MC : Suivez-vous certaines personnes ou web séries?

AL-J : Grâce aux différentes conventions, on a l’occasion de rencontrer ces personnes et de discuter avec elles. On se familiarise et on les associe à nos projets, et vice versa. On n’a jamais rencontré Norman et Cyprien car ils ne vont pas aux mêmes conventions. On suit Bob lennon, Fantasio, DiabloX9, Joueur du grenier et bien entendu Unsterblicher.

 

MC : Après ce projet cinématographique, quels sont les autres projets?

AL-J : On a commencé avec une autre web série qui s’appelle: “Warp zone project”. C’est une série plus urbaine avec un thème sur les super héros. C’est un thème  ultra récurrent mais on l’aborde sous un autre angle. On a vu la série “Misfits” et Fabien a trouvé ce sujet intéressant. Cela lui tenait à cœur de faire une série sur cet univers là et il voulait raconter une histoire à sa manière sur les super héros. On a fini la saison 1 et on attaque la saison 2. On est déjà 4e des web séries en France en 5 mois.

FF : Pour des séries comme Avenger ou HeroCorp, j’ai effectivement ma propre idée sur les super héros. On sait qu’on ne révolutionnera jamais rien mais pour un même thème, on peut la traiter de manière différente. C’est un projet qui va assurer la relève de Noob. Mais il faut dire que les web séries en France n’ont pas encore percé car il n’y en a pas beaucoup et elles ne durent pas.

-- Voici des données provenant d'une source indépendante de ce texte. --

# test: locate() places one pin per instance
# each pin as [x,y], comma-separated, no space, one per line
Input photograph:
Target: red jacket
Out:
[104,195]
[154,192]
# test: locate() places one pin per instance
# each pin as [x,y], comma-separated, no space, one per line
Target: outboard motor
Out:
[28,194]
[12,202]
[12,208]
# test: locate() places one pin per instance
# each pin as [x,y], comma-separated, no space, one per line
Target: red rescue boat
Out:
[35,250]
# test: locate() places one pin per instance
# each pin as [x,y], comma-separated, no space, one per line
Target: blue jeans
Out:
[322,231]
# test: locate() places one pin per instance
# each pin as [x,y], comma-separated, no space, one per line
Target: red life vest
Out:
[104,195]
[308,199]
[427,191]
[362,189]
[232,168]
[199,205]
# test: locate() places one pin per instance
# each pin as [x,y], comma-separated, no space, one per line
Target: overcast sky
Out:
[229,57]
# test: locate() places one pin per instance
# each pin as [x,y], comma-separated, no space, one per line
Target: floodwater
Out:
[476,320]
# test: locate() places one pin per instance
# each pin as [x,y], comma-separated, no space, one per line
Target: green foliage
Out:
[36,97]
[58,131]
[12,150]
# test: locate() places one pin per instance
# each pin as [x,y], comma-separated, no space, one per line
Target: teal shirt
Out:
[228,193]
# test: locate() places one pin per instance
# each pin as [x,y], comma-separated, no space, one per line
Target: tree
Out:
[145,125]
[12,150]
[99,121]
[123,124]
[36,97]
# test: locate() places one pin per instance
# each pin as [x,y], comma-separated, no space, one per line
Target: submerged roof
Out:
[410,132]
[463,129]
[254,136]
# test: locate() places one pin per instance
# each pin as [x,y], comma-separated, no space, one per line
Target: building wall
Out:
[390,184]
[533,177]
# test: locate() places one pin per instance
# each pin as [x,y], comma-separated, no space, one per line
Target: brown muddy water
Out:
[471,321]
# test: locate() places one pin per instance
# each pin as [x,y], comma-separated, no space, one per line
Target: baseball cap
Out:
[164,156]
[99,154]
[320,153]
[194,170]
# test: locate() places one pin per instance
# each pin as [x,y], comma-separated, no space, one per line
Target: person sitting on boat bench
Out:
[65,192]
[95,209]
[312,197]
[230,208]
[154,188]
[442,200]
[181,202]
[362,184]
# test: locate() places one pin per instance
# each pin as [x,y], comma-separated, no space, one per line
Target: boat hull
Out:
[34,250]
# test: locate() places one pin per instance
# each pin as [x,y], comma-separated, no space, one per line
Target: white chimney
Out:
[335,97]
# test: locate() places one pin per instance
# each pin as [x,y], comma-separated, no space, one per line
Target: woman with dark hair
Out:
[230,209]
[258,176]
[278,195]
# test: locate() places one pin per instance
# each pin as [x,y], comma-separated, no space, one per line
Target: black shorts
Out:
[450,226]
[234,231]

Une web série ne fait que quelques millions pour l’ensemble d’une série. Noob fait 45 millions de vues sur l’ensemble des vidéos mises en ligne. Norman ou Cyprien font 2 à 3 millions par vidéo. J’ajoute qu’il y a aussi un spin off de Noob qui s’appelle Néogicia. Cette série sera traitée d’une manière différente de la série Noob. On oublie la notion de jeux vidéo et on vit une véritable histoire à part des personnages non joueurs de la série Noob. Cela permet d’enrichir l’univers de Noob mais qui reste une licence indépendante.

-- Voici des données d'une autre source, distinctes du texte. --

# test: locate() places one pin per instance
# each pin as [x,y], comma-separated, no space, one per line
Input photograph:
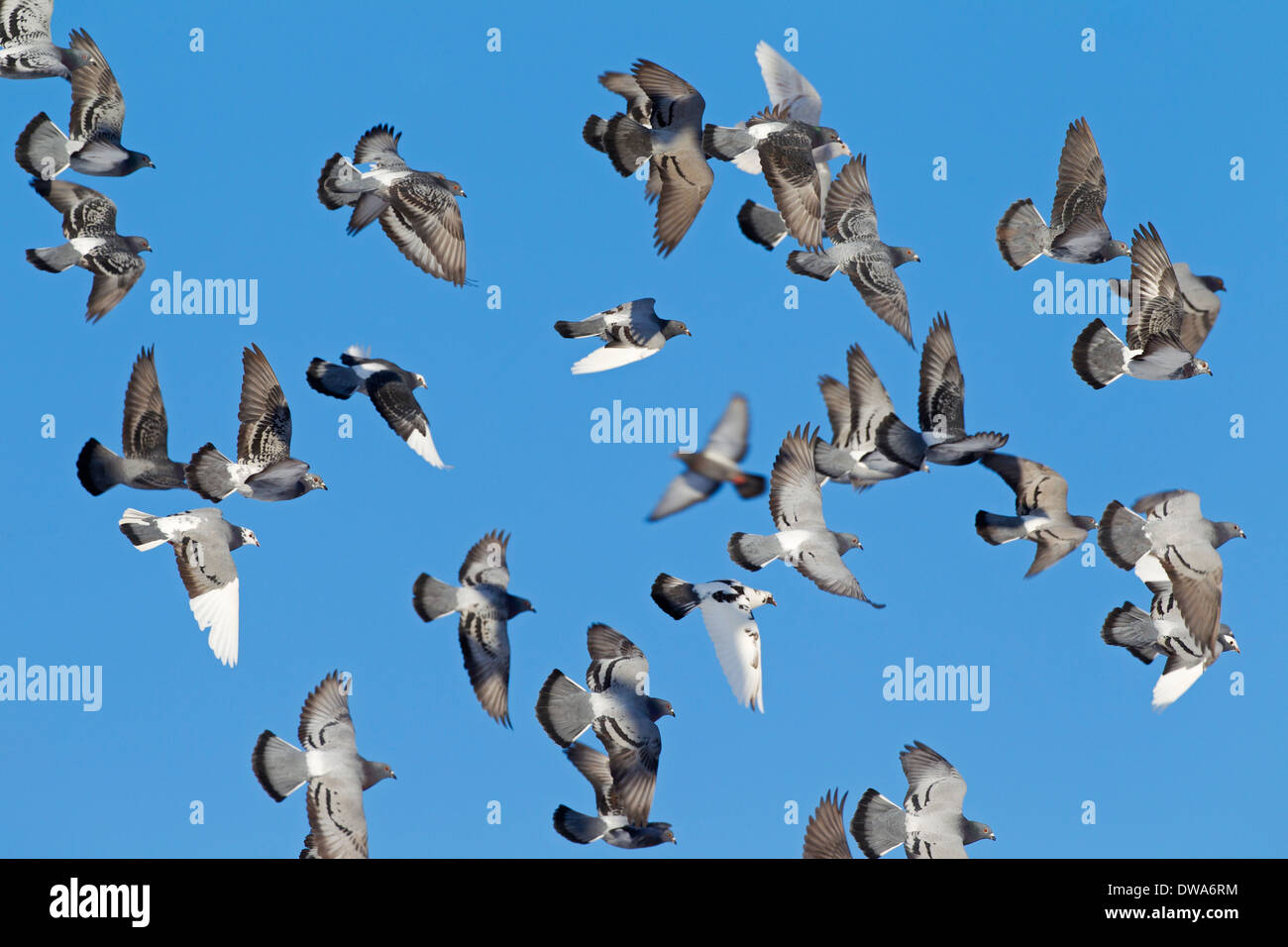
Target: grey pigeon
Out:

Depuis l’interview, l’équipe de Noob a commencé à acheter du matériel de production en vue de commencer le tournage de la trilogie. Vous pourrez suivre leur péripétie via leur page Facebook. Nous leur souhaitons bonne chance pour cette belle aventure.

Par Hui-Ping PANH

 

3 thoughts on “Interview de Fabien Fournier et Anne-Laure Jarnet de la série Noob

  1. Sympa l’interview, on retrouve le côté spontané de nos deux héros !
    Malheureusement, les fautes d’orthographes et autres erreurs (WarP zone project et non pas war zone project – il faut potasser son sujet avant d’écrire) gâchent totalement la lecture.

  2. Que cette interview est mal écrite. Beaucoup de fautes d’orthographe, une syntaxe bancale et des tournures qui ne veulent rien dire.
    Heureusement que FF et ALJ ont des propos intéressants.

  3. Mille excuses. L’itw a été enregistrée. J’ai fait une inversion entre le texte retranscrit brut et la version finale. Une faute que j’assume pleinement. Nous avons corrigé l’erreur. Méa culpa.